“Mindful eating? So is there also mindless eating?”
The answer is positive.
Many of us are actually mindless eaters without evening noticing. From a harmless chocolate bar to a big treat of Thanksgiving turkey, every time you take an extra bite when you are already so full, you are doing mindless eating.
Mindless eating is an unconscious, robotic way of eating. It makes you appreciate your food less but eat more than you need. Some don’t even remember what they’ve had and occasionally regret eating too much right after they’ve done it.
Different from eating mindlessly, mindful eating can connect ourselves with the food.
What Is Mindful Eating?
According to Harvard Medical School, Mindfulness means focusing on the present moment, while calmly acknowledging and accepting your feelings, thoughts, and bodily sensations.
Eating is a vital part of our lives but we keep neglecting it. We spend a lot of time doing other things like writing, playing games or driving while eating mindlessly. The fact we haven’t given “eating” full attention leads to an unnecessarily increasing consumption of food.
Moreover, our unaware integument also gives us all kinds of diseases including obesity.

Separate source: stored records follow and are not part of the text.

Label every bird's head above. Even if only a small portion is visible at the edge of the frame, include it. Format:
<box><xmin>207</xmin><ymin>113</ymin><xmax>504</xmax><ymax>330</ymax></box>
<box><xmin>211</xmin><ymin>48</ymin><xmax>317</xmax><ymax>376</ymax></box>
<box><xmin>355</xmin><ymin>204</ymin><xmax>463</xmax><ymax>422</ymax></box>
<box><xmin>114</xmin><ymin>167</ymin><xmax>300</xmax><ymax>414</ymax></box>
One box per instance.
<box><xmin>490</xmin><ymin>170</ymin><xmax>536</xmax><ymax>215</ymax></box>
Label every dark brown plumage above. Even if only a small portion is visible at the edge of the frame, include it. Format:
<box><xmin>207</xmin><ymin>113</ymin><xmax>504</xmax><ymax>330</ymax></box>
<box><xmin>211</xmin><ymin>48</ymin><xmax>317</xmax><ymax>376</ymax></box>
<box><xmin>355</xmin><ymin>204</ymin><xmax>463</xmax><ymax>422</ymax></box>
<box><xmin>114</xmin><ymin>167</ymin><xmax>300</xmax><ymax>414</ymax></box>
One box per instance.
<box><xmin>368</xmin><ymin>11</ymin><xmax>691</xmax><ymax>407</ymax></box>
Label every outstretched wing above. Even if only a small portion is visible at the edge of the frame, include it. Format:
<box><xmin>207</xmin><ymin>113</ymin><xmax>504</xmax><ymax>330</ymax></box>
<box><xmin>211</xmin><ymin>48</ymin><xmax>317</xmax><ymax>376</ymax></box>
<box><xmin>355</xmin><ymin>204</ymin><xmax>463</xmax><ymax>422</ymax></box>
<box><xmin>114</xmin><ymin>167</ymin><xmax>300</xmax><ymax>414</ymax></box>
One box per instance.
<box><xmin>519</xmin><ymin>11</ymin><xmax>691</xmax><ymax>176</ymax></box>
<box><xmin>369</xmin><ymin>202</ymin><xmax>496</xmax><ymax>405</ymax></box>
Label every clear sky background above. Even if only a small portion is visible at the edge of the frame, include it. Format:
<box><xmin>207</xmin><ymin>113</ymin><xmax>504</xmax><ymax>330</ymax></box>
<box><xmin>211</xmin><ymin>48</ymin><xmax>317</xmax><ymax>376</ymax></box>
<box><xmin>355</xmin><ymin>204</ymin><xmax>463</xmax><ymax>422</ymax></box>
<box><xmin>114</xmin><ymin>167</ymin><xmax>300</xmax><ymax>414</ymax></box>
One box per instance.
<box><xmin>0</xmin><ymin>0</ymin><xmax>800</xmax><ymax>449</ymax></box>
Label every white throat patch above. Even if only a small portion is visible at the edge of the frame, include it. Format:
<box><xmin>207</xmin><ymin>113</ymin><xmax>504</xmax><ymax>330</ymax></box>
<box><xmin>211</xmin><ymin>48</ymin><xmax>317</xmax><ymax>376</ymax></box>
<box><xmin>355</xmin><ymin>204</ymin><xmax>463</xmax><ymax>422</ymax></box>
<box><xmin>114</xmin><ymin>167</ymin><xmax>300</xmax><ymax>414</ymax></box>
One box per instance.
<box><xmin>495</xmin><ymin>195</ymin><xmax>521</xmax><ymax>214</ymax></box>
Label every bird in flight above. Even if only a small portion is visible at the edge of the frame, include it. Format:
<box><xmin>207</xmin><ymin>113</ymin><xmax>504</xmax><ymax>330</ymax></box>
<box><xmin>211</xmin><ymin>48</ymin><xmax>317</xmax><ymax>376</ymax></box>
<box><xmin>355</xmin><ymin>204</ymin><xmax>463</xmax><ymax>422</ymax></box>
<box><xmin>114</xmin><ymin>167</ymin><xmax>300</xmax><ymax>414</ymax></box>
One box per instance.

Why Is Mindful Eating Important?
Studies have shown that mindfulness meditation practice may help improve depression, anxiety, eating disorders and other mental health conditions. In general, the benefits of practicing mindful eating are:
- Increase awareness of hunger and fullness
- To lose weight
- The relief
- Better digestion
- Reduce overeating
- Increase your food satisfaction
- Make healthier food choices
Ways of Having Mindful Eating
Know your body’s signals – Too often, we eat when our mind tells us to, rather than our bodies. True mindful eating is actually listening deeply to our body’s signals for hunger. Ask yourself: Why should I eat extra food? Is it stress, sadness, frustration, loneliness or even just boredom which triggers it?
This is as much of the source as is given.